4. What would you suggest to or share with another woman or girl facing the same situation as you did?

Believe in yourself.  Even if what you think in your heart defies everything you have been taught, trust yourself.  Do not give in to negative messages you receive from family, friends, society and those who claim they love you but hurt you nonetheless.  Once you think about leaving, know that there is hope.  There are people who want to help you, you just haven’t met them yet.  If you return to your abuser, do not feel guilty or like you failed.  You know your situation better than anyone else.  Do what you need to do to stay safe and know that you can always reach out again.
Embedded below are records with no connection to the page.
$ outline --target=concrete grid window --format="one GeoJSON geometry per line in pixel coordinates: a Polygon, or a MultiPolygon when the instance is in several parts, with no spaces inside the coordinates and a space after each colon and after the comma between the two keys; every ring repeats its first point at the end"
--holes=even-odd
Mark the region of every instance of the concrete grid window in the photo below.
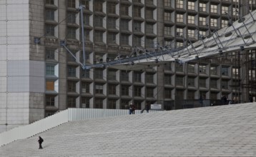
{"type": "Polygon", "coordinates": [[[222,20],[222,28],[226,27],[228,26],[228,20],[222,20]]]}
{"type": "Polygon", "coordinates": [[[206,88],[206,78],[199,78],[199,86],[200,88],[206,88]]]}
{"type": "Polygon", "coordinates": [[[46,80],[46,90],[47,91],[54,91],[54,81],[46,80]]]}
{"type": "Polygon", "coordinates": [[[122,4],[120,10],[121,15],[129,16],[129,5],[122,4]]]}
{"type": "Polygon", "coordinates": [[[217,88],[217,79],[211,78],[210,85],[211,86],[212,88],[217,88]]]}
{"type": "Polygon", "coordinates": [[[109,14],[116,14],[116,4],[112,3],[109,3],[107,5],[107,12],[109,14]]]}
{"type": "Polygon", "coordinates": [[[129,31],[129,20],[121,19],[120,29],[122,31],[129,31]]]}
{"type": "Polygon", "coordinates": [[[45,10],[45,19],[49,21],[54,21],[54,10],[46,9],[45,10]]]}
{"type": "Polygon", "coordinates": [[[83,69],[81,70],[82,78],[89,78],[89,76],[90,76],[90,71],[89,70],[83,70],[83,69]]]}
{"type": "Polygon", "coordinates": [[[168,40],[168,39],[164,39],[164,46],[171,46],[172,41],[168,40]]]}
{"type": "Polygon", "coordinates": [[[177,47],[182,47],[184,43],[183,42],[177,42],[176,44],[177,44],[177,47]]]}
{"type": "Polygon", "coordinates": [[[89,14],[84,14],[84,24],[85,26],[90,26],[90,16],[89,14]]]}
{"type": "Polygon", "coordinates": [[[116,36],[117,33],[109,32],[107,35],[107,41],[109,44],[115,44],[116,43],[116,36]]]}
{"type": "Polygon", "coordinates": [[[134,17],[141,17],[141,8],[139,6],[134,6],[133,16],[134,17]]]}
{"type": "Polygon", "coordinates": [[[142,82],[142,74],[140,72],[134,72],[134,82],[142,82]]]}
{"type": "Polygon", "coordinates": [[[184,99],[184,91],[183,90],[179,90],[179,89],[176,90],[176,98],[175,98],[175,99],[176,98],[177,100],[184,99]]]}
{"type": "Polygon", "coordinates": [[[211,26],[217,26],[217,19],[211,19],[210,24],[211,24],[211,26]]]}
{"type": "Polygon", "coordinates": [[[177,28],[176,29],[176,35],[178,36],[183,36],[183,29],[179,29],[179,28],[177,28]]]}
{"type": "Polygon", "coordinates": [[[217,75],[217,73],[216,66],[211,66],[210,70],[212,75],[217,75]]]}
{"type": "Polygon", "coordinates": [[[194,1],[188,1],[187,2],[187,9],[195,10],[195,2],[194,1]]]}
{"type": "Polygon", "coordinates": [[[206,74],[206,65],[200,65],[199,66],[199,72],[206,74]]]}
{"type": "Polygon", "coordinates": [[[141,86],[134,86],[134,96],[142,96],[142,87],[141,86]]]}
{"type": "Polygon", "coordinates": [[[90,93],[90,84],[87,82],[82,82],[81,84],[82,93],[90,93]]]}
{"type": "Polygon", "coordinates": [[[95,93],[103,93],[103,85],[95,83],[95,93]]]}
{"type": "Polygon", "coordinates": [[[121,34],[120,43],[122,45],[129,45],[129,34],[121,34]]]}
{"type": "Polygon", "coordinates": [[[82,108],[90,108],[90,98],[82,97],[82,108]]]}
{"type": "Polygon", "coordinates": [[[195,91],[187,91],[187,99],[194,100],[195,99],[195,91]]]}
{"type": "Polygon", "coordinates": [[[67,23],[76,24],[77,13],[72,11],[67,12],[67,23]]]}
{"type": "Polygon", "coordinates": [[[221,83],[222,89],[228,89],[228,80],[222,80],[221,83]]]}
{"type": "Polygon", "coordinates": [[[233,16],[237,16],[238,15],[238,10],[237,10],[237,9],[235,7],[235,6],[234,6],[234,8],[233,8],[233,16]]]}
{"type": "Polygon", "coordinates": [[[127,109],[129,108],[129,100],[121,100],[121,108],[120,109],[127,109]]]}
{"type": "Polygon", "coordinates": [[[134,21],[133,31],[142,31],[142,24],[139,21],[134,21]]]}
{"type": "Polygon", "coordinates": [[[187,23],[189,24],[195,24],[195,16],[192,15],[187,16],[187,23]]]}
{"type": "Polygon", "coordinates": [[[95,11],[102,12],[102,0],[94,0],[94,6],[95,11]]]}
{"type": "Polygon", "coordinates": [[[164,68],[164,70],[166,70],[166,71],[172,71],[172,63],[165,64],[164,68]]]}
{"type": "Polygon", "coordinates": [[[238,74],[239,74],[238,68],[233,68],[232,69],[232,72],[233,76],[238,76],[238,74]]]}
{"type": "Polygon", "coordinates": [[[67,106],[68,108],[76,108],[76,97],[68,96],[67,98],[67,106]]]}
{"type": "Polygon", "coordinates": [[[171,21],[171,13],[170,12],[164,11],[164,21],[171,21]]]}
{"type": "Polygon", "coordinates": [[[147,73],[146,81],[147,83],[154,83],[154,74],[147,73]]]}
{"type": "Polygon", "coordinates": [[[211,4],[211,13],[217,13],[217,6],[211,4]]]}
{"type": "Polygon", "coordinates": [[[45,96],[46,106],[54,106],[55,104],[55,96],[54,95],[46,95],[45,96]]]}
{"type": "Polygon", "coordinates": [[[183,0],[176,0],[176,7],[183,9],[183,0]]]}
{"type": "Polygon", "coordinates": [[[147,0],[147,4],[154,4],[154,0],[147,0]]]}
{"type": "Polygon", "coordinates": [[[76,66],[68,66],[68,74],[67,76],[69,77],[76,77],[76,66]]]}
{"type": "Polygon", "coordinates": [[[46,24],[45,25],[45,31],[46,31],[46,36],[55,36],[55,25],[54,24],[46,24]]]}
{"type": "Polygon", "coordinates": [[[187,70],[188,73],[195,73],[195,64],[187,64],[187,70]]]}
{"type": "Polygon", "coordinates": [[[114,71],[114,70],[109,70],[109,73],[108,73],[107,76],[108,76],[109,80],[117,80],[116,71],[114,71]]]}
{"type": "Polygon", "coordinates": [[[117,100],[109,98],[107,103],[107,108],[116,109],[116,108],[117,108],[117,100]]]}
{"type": "Polygon", "coordinates": [[[103,70],[102,69],[95,69],[94,77],[96,79],[103,79],[103,70]]]}
{"type": "Polygon", "coordinates": [[[129,96],[129,86],[122,85],[121,86],[121,93],[122,96],[129,96]]]}
{"type": "Polygon", "coordinates": [[[69,8],[76,8],[76,0],[69,0],[69,1],[67,1],[67,7],[69,7],[69,8]]]}
{"type": "Polygon", "coordinates": [[[175,69],[176,71],[183,72],[183,64],[176,64],[175,69]]]}
{"type": "Polygon", "coordinates": [[[45,50],[45,59],[55,60],[55,50],[50,48],[46,48],[45,50]]]}
{"type": "Polygon", "coordinates": [[[109,94],[116,95],[116,85],[109,84],[109,94]]]}
{"type": "Polygon", "coordinates": [[[54,5],[54,0],[46,0],[45,4],[54,5]]]}
{"type": "Polygon", "coordinates": [[[94,108],[103,108],[103,98],[95,98],[94,108]]]}
{"type": "Polygon", "coordinates": [[[200,31],[199,34],[200,34],[200,35],[201,36],[202,38],[206,36],[206,31],[200,31]]]}
{"type": "Polygon", "coordinates": [[[81,0],[81,4],[82,6],[85,6],[85,9],[89,10],[89,0],[81,0]]]}
{"type": "Polygon", "coordinates": [[[129,73],[125,71],[121,71],[121,81],[129,81],[129,73]]]}
{"type": "Polygon", "coordinates": [[[164,84],[172,85],[172,76],[170,74],[164,74],[164,84]]]}
{"type": "Polygon", "coordinates": [[[171,2],[171,1],[172,0],[164,0],[164,6],[171,6],[171,4],[172,4],[172,2],[171,2]]]}
{"type": "Polygon", "coordinates": [[[183,23],[183,14],[177,14],[176,20],[177,20],[177,22],[183,23]]]}
{"type": "Polygon", "coordinates": [[[226,14],[228,12],[228,6],[222,6],[222,14],[226,14]]]}
{"type": "Polygon", "coordinates": [[[108,29],[116,29],[116,18],[114,17],[108,17],[107,19],[107,28],[108,29]]]}
{"type": "Polygon", "coordinates": [[[69,39],[77,39],[77,28],[76,28],[76,27],[68,26],[67,37],[69,39]]]}
{"type": "Polygon", "coordinates": [[[154,88],[147,87],[147,97],[154,98],[154,88]]]}
{"type": "Polygon", "coordinates": [[[164,26],[164,35],[172,35],[172,27],[164,26]]]}
{"type": "Polygon", "coordinates": [[[150,37],[146,38],[146,47],[147,47],[147,48],[154,48],[154,39],[152,39],[150,37]]]}
{"type": "Polygon", "coordinates": [[[206,11],[206,4],[199,4],[199,11],[206,11]]]}
{"type": "Polygon", "coordinates": [[[206,18],[205,17],[199,17],[199,25],[205,26],[206,25],[206,18]]]}
{"type": "Polygon", "coordinates": [[[77,82],[72,81],[68,81],[67,82],[67,91],[69,92],[76,92],[77,82]]]}
{"type": "Polygon", "coordinates": [[[184,86],[184,76],[176,76],[176,84],[177,86],[184,86]]]}
{"type": "Polygon", "coordinates": [[[134,36],[133,37],[133,45],[137,46],[142,46],[142,39],[140,36],[134,36]]]}
{"type": "Polygon", "coordinates": [[[195,37],[195,30],[193,29],[188,29],[187,30],[187,36],[189,38],[194,38],[195,37]]]}
{"type": "Polygon", "coordinates": [[[228,76],[228,67],[222,67],[222,75],[228,76]]]}
{"type": "Polygon", "coordinates": [[[94,16],[94,26],[103,27],[103,18],[99,16],[94,16]]]}
{"type": "Polygon", "coordinates": [[[103,42],[103,32],[102,31],[95,31],[94,41],[96,42],[103,42]]]}
{"type": "Polygon", "coordinates": [[[164,88],[164,98],[172,98],[172,88],[164,88]]]}
{"type": "Polygon", "coordinates": [[[146,16],[147,19],[154,19],[154,9],[147,9],[146,16]]]}
{"type": "Polygon", "coordinates": [[[193,77],[187,78],[187,86],[195,87],[195,78],[193,77]]]}
{"type": "Polygon", "coordinates": [[[50,76],[54,76],[54,64],[46,64],[46,74],[50,76]]]}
Know that you deserve to be happy and healthy and safe.  Once you finally escape – and I know you can – seek out others.  Trust that you are not alone.  We believe you and we believe in you.  Others have made it and so can you.  You are stronger than you know.

5. How do you think we can end violence against women?

Our best hope for the future is to acknowledge and learn from not only the past, but the present.  If we do not recognise and name the problem, it will continue to grow, silently and fatally.  Our society protects institutional violence against women.  We need to demand that victims be supported in their efforts to be safe and that offenders be held accountable.  Our culture must be revamped, through a change of attitudes and beliefs of society and individuals.  Yet, it is not enough to blame the system without offering ideas of change.  We must look to our society’s leaders– from parents to politicians – to demonstrate zero tolerance of how women are mistreated and to serve as role models through their public and private actions.  People must be taught that respecting women is an outward reflection of respecting themselves.  It is never too early or too late to learn and change.   Public awareness and cultural conviction to end violence against women must be instilled at all ages and aspects of society.

6. Why do you support The Pixel Project?

It is critical to give a name and voice to individual survivors of domestic violence, rape and other crimes against women.   The staggering numbers of victims can be overwhelming or seem exaggerated, and be too easily dismissed.  I support The Pixel Project because they run projects and initiatives like the Survivor Story Blog Interview Project that shows that every statistic is built on a real woman with a unique story.  I think it is long overdue for victims of these crimes to be given a forum in which to share their experiences.   It is more than educational, it is empowering.